3). Surgical management options include:

  • Uterine artery embolization (UAE). This is a procedure that reduces the blood supply to the uterus and fibroids, causing them to shrink in size. UAE involves making a small incision in the thigh, threading a device to the uterine artery and injecting embolic agents that block blood flow through the uterine artery.
    Uterine Artery Embolization.

    Uterine Artery Embolization.

  • Endometrial ablation is an out-patient procedure that cauterizes (burns) the lining of the uterus. It usually takes two minutes or less and can generally be performed in any woman with irregular or heavy periods. While most women who have this procedure stop having periods, patients with fibroids frequently continue to have periods though they are usually much lighter and shorter.
    Endometrial Ablation.

    Endometrial Ablation.

  • RF fibroid ablation is a procedure that uses radiofrequency waves to reduce the size of fibroids. The procedure requires two small incisions and is done as an outpatient. Over time, they will shrink and are eventually resorbed by the body.
    RF Ablation.

    RF Ablation

  • Myomectomy involves actually removing the fibroids while leaving the uterus behind. Myomectomy is generally reserved for women who want to preserve the uterus for possible future childbearing. The biggest drawback is that new fibroids can grow after the procedure, the risk is 50/50. Myomectomy can be performed either laparoscopically (a minimally invasive camera surgery with a few small incisions) or by laparotomy (a procedure involving a larger incision, usually a bikini cut).
  • Hysterectomy is the most definitive treatment for fibroids. Hysterectomy involves removing the entire uterus along with the fibroids. Depending on age, the ovaries may or may not be removed with the uterus. Regardless of whether or not the ovaries are removed, most doctors are now removing the fallopian tubes since new research indicates that ovarian cancer may actually originate in the fallopian tubes. Hysterectomy may be performed laparoscopically (minimally invasive camera surgery with small incisions) or again by laparotomy (a larger incision, sometimes a bikini cut sometimes an up and down vertical incision).

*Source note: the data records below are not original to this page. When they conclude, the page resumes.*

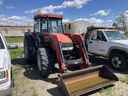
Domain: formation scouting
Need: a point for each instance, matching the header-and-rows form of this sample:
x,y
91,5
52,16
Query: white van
x,y
5,68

How Can Fibroids Be Prevented?

Because we don’t know what causes fibroids, we cannot definitively tell you how to prevent them. Some things to consider include:

  • Exercise: Women who exercise more have been found to have fewer fibroids.
  • A diet low in soy since soy mimics estrogen potentially causing fibroids to grow.
  • Go organic: Fibroids respond to hormones including the hormones found in foods.
  • Consume flavonoids: Citrus, berries, legumes and red wine are all high in flavonoids. Flavonoids have been found to reduce over all estrogen levels.